GAP Projesinde çalıştı. 1989 yılında hazırlanan meşhur Kürt Sorunu Raporu’na katkıda bulundu. Merkezi Diyarbakır’da olan “GAP Belediyeler Birliği’nin” kuruluşunu gerçekleştirdi, Genel Sekreterliğini ve Yönetim Kurulu üyeliğini yedi yıl yürüttü. Almanya, İtalya, İsrail, Filistin, Kazakistan ve Azerbaycan’da inceleme ve araştırmalarda bulunuldu, bu çalışmaları kitap olarak yayınlandı.
1997 yılında doktora sonrası ABD’nin sekiz eyaletinde demokrasi, insan hakları, başkanlık sistemi ve sosyolojik konularda araştırma ve incelemelerde bulundu ve bu çalışmalarını daha sonra profesörlük tezi olarak sundu. 1999 yılında Mersin Üniversitesinde Siyaset Bilimi doçenti oldu.
2001 yılında YÖK tarafından Isparta SDÜ’ne sürgün edildi, bir yıl sonra geri dönmeyi beklerken üniversite ile ilişiği kesildi. YÖK aleyhine açtığı davayı 2004 yılında kazandı, tekrar üniversiteye geri döndü.

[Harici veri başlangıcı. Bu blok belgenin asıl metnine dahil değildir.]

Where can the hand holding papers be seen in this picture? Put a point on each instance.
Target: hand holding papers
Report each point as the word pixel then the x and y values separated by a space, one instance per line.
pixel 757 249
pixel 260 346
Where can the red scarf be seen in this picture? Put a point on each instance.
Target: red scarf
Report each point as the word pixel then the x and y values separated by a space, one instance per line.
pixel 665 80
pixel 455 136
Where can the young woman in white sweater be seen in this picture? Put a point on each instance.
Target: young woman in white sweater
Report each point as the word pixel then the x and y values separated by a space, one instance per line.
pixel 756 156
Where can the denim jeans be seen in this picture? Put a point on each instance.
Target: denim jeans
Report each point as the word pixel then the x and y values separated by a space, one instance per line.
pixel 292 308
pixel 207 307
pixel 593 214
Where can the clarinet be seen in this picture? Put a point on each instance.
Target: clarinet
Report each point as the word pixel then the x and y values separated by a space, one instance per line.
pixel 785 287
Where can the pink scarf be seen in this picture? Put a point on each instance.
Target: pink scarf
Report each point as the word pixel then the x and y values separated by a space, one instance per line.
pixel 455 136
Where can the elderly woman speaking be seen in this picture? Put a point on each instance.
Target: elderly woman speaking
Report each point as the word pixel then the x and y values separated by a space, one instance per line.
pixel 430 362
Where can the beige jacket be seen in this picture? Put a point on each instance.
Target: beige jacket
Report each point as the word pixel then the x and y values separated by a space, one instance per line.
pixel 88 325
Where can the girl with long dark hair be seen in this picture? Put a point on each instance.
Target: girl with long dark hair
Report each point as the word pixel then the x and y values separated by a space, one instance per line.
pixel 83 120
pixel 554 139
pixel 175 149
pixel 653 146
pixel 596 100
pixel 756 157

Milliyet, Radikal, Özgür Gündem, Cumhuriyet gibi gazetelerde yazı ve makaleleri yayınlandı. Birçok ulusal ve uluslararası toplantı tertipledi, kongre ve sempozyumun düzenleme kurulu başkanlığını yaptı. Bugüne kadar yayınlanmış 150 ulusal ve uluslararası bilimsel makalesi, 350 civarında bildirisi ve 36 adet kitabı bulunuyor. Çok sayıda ödülü bulunan Özer, dört dil biliyor.